Exacerbation risk increased with increasing SABA fills. Management strategies ensuring adequate anti-inflammatory therapy delivered to the airways when symptoms occur may be needed to mitigate asthma morbidity.
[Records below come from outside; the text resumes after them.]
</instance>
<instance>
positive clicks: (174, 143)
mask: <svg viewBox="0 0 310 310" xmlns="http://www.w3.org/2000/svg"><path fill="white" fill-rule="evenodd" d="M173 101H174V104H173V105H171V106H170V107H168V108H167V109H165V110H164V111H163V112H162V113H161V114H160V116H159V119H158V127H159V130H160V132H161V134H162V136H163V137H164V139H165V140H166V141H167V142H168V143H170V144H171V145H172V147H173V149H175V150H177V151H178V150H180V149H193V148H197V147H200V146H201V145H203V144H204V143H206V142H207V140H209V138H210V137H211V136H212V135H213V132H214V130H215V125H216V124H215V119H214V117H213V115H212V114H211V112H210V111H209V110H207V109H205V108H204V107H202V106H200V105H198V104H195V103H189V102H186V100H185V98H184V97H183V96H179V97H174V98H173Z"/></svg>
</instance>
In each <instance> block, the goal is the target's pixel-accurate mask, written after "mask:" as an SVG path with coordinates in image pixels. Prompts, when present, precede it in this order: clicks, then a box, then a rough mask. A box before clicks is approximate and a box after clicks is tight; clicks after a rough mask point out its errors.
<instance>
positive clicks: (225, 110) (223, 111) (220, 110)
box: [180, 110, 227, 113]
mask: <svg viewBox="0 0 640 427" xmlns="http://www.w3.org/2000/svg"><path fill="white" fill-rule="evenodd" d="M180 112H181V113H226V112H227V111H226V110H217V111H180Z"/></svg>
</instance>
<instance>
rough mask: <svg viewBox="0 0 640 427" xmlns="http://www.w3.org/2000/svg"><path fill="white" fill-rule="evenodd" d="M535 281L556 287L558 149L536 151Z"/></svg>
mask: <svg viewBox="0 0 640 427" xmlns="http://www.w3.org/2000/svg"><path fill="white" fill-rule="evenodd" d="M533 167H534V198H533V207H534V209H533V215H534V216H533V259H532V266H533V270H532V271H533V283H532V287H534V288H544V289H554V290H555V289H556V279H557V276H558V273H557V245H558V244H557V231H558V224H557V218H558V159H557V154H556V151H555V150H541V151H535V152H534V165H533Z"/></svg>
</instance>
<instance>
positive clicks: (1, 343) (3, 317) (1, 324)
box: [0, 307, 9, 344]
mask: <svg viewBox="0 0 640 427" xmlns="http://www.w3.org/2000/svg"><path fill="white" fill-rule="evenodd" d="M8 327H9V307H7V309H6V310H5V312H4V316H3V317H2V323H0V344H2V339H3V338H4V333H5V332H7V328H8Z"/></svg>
短效 β-激动剂(SABA)的使用是反映哮喘控制情况的一个指标。
评估美国真实世界中 SABA 使用与严重哮喘加重之间的关联。
对 2014 年 9 月 30 日至 2016 年 9 月 30 日期间,在美国 IBM MarketScan 研究数据库中接受 SABA 治疗且年龄在 12 岁及以上的哮喘患者进行评估。在首次使用 SABA 之前和之后的 12 个月内(索引 SABA),患者必须有 12 个月的连续资格,并且在索引前 60 天内有哮喘诊断,且至少有 1 次维持性用药或至少 1 次维持性用药。索引后(包括索引填充)的 SABA 要求分为以下几类:低:仅索引;中:每年 2 至 3 个小瓶;高:每年 4 个或更多小瓶。使用方差分析和 χ²检验(差异有统计学意义,P≤0.05)分析疾病严重程度组和严重哮喘加重(住院、急诊就诊或门诊全身皮质类固醇治疗)之间 SABA 暴露的差异。
共纳入 135540 例患者:62.8%为女性;平均(SD)年龄为 40.9(18.3)岁;索引后 12 个月内 SABA 填充次数为 3.0(2.7)。此外,28%的患者使用 1 个 SABA,47%的患者使用 2 至 3 个 SABA,25%的患者使用 4 个或更多 SABA。尽管随着 SABA 用量的增加,维持药物占有率越高(低:0.53(0.37);中:0.59(0.35);高:0.66(0.32)),但每人每年的哮喘加重率和每个 SABA 组中至少有 1 次加重的患者比例均呈上升趋势(低:1.00(1.45),45.8%;中:1.20(1.62),54.3%;高:1.50(1.94),58.7%)。无加重的患者的平均 SABA 用量为 2.8(2.6),有 1 次加重的患者为 2.9(2.5),有 2 次或更多次加重的患者为 3.3(2.9)。
随着 SABA 使用量的增加,哮喘加重的风险增加。需要采取管理策略,确保在出现症状时向气道输送足够的抗炎治疗,以减轻哮喘的发病率。